1576 kam ich nach Wien, wo mich ein gewisser Carolus Clusius anpflanzte. Durch den Versand meiner Samen sorgte er dafür, dass ich mich in ganz Europa verbreiten konnte. Schnell avancierte ich zu einem Modebaum – zunächst in fürstlichen Parks und Alleen, ab dem 18. Jahrhundert auch als Alleebaum. Als im 19. Jahrhundert in Deutschland vermehrt Volksgärten entstanden, war ich als Charakterbaum dieser städtischen Grünanlagen ganz vorne dabei.

Seit 1984 ist nun alles anders. Da hat man besagte Miniermotte erstmals entdeckt. Sie stammt aus schwer zugänglichen Tälern und Schluchten in Albanien, Makedonien und Nordgriechenland - für mich also natürliche Standorte, an denen ich die eben erwähnte Eiszeit überdauerte. Abgeschottet von der Außenwelt, haben wir dort gemeinsam gelebt. Die Motte und ich. Doch mit der Zeit erschloss man Teile dieser Bergregionen und machte sie damit nicht nur zugänglicher, sondern auch durchlässiger. Zum Beispiel für diese Motte. Man vermutet, dass sie sich auf Lastwagen den Weg nach Westeuropa bahnte. Außerdem vermutet man, dass einige ihrer Exemplare 1989 aus einem Wiener Forschungslabor entkommen konnten und ein Volk gründeten. Lassen Sie uns von etwas anderem reden: ich habe ja schließlich nicht nur Krankheiten, sondern auch Vorzüge.

Farbservice für Bestäuber

Bin ich gesund, blühe ich je nach Witterung zwischen April und Juni. Und was meine Blüten können, ist der Hit: Sie melden, ob sie Nektar haben oder nicht. Denn so lange sie befruchtungsfähig sind – und nur dann produzieren sie Nektar – tragen sie einen gelben Fleck. Wurden sie bestäubt, wird dieser Fleck rot. Und signalisiert den Vögeln und Insekten, dass nichts mehr zu holen ist. Weil meine Blüten sich zuhauf an aufrechten Blütenständen versammeln, nennt der Volksmund sie auch Kerzen. An einer einzigen solchen Kerze befinden sich übrigens bis zu 42 Millionen Pollen.

Meine Früchte sind bestachelte Kugeln. Mich persönlich erinnern sie ein bisschen an Seeigel. Sie reifen ab September und enthalten meistens einen, aber auch schon mal zwei oder drei glänzend braune Samen. Das sind die Kastanien, aus denen wahrscheinlich jedes Kind schon einmal Spielfiguren gebastelt hat. Für Tiere hingegen sind diese ein beliebtes Futter. Sie heißen Kastanien, weil sie so aussehen wie der Samen der Esskastanie. Näher verwandt sind wir aber nicht. Weil meine Früchte sehr schwer sind, fallen sie durch die Schwerkraft ab, platzen am Boden auf und geben die Kastanien frei. Diese sehr seltene Form der Ausbreitung nennt man auch Schwerkraftwanderung.

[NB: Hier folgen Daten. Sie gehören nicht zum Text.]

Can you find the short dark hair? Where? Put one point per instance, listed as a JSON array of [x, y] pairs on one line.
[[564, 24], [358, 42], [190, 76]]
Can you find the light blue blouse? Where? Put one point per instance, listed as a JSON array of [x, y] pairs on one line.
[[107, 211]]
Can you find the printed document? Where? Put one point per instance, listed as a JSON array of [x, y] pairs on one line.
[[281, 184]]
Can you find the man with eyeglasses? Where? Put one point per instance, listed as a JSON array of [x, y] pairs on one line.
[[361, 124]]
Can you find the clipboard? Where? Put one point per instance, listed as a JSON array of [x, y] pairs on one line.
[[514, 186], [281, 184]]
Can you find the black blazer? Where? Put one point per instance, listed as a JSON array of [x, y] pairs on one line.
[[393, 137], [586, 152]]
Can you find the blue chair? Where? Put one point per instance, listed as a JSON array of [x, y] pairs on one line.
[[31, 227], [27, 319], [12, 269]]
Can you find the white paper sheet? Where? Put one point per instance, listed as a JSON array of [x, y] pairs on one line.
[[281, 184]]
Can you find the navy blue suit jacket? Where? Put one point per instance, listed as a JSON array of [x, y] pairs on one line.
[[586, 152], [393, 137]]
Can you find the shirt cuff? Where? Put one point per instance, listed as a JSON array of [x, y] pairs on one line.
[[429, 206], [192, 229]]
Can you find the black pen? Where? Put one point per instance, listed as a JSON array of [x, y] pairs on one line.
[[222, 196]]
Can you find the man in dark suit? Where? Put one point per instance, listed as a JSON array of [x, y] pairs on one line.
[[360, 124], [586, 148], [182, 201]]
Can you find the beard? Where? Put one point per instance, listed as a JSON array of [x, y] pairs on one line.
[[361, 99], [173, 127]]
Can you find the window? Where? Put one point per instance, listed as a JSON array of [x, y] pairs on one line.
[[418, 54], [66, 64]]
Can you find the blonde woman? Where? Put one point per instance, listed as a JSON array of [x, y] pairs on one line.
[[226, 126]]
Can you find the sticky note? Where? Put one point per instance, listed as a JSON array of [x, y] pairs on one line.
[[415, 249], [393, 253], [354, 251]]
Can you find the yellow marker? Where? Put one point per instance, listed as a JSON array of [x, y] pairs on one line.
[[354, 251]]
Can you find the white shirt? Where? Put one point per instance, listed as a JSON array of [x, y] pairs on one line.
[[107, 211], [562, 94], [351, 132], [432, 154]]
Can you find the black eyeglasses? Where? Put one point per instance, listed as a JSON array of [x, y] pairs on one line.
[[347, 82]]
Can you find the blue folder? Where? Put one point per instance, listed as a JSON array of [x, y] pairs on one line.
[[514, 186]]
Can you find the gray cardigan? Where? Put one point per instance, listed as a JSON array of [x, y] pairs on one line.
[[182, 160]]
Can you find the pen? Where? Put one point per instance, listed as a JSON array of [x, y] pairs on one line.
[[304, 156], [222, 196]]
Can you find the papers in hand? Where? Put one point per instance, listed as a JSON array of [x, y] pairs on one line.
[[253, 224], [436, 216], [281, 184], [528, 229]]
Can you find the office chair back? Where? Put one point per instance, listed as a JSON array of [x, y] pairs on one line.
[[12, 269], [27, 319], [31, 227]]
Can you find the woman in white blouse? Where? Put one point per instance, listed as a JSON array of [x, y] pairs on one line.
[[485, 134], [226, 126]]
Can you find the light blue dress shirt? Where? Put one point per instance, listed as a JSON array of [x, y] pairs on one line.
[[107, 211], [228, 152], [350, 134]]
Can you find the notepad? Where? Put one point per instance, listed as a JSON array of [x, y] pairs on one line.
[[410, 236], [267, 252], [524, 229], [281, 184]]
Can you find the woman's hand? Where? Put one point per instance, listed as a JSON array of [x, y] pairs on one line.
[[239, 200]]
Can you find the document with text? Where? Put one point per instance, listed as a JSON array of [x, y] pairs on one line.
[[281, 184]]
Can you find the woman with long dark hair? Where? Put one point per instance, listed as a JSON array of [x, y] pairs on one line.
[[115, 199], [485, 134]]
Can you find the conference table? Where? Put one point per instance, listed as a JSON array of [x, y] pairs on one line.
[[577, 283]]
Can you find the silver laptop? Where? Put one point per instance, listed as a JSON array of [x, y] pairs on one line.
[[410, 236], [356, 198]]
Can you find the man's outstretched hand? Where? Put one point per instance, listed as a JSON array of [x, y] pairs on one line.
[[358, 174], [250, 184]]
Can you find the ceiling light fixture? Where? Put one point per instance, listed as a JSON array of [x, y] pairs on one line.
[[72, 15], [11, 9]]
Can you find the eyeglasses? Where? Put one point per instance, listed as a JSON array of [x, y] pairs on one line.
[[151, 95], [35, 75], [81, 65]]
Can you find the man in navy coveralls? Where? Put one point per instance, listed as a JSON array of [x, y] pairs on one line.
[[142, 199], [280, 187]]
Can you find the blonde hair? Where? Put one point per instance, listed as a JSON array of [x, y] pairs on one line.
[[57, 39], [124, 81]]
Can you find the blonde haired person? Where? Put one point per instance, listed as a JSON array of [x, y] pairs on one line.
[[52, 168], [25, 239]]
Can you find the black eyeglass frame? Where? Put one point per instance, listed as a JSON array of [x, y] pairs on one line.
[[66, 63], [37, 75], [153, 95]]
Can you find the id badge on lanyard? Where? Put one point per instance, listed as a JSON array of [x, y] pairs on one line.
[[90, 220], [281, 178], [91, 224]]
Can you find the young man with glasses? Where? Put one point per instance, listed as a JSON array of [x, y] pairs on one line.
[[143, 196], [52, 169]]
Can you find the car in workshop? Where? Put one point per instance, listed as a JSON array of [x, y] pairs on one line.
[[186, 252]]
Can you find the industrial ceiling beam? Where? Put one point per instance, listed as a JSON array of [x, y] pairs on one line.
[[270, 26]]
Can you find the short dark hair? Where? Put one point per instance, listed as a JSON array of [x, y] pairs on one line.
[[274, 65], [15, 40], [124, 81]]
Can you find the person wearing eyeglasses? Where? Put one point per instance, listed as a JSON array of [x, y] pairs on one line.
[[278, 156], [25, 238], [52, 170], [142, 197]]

Ansonsten bin ich ein sommergrüner Baum, der bis zu 30 m hoch wird. In meiner Jugend wachse ich schnell und wenn ich ausgewachsen bin, trage eine prächtige runde Krone. Sie spendet reichlich Schatten – vor allem, weil meine Laubblätter so schön groß sind. Werde ich älter, entwickelt meine anfangs glatte Rinde sich zur Borke und reißt auch schon mal in gröberen Schuppen ab. Keine Sorge, auch das ist normal. Wir werden halt alle nicht jünger.

Wenn meine Samen therapeutisch verwendet werden sollen, isoliert man aus ihnen den Stoff Aescin. Er dichtet die Blutgefäße ab und hilft auch bei Wadenkrämpfen. Im Zusammenspiel mit anderen Inhaltsstoffen stärkt dieser Extrakt die Venen und wirkt Entzündungen entgegen. Bundesweit profitieren etwa sechs Millionen Menschen davon. Das haben die Forscher am Institut für die Geschichte der Medizin an der Universität Würzburg herausgefunden. Und mich prompt zur Arzneipflanze des Jahres 2008 ausgerufen. Allem Mottenfraß zum Trotz. Darauf bin ich richtig stolz.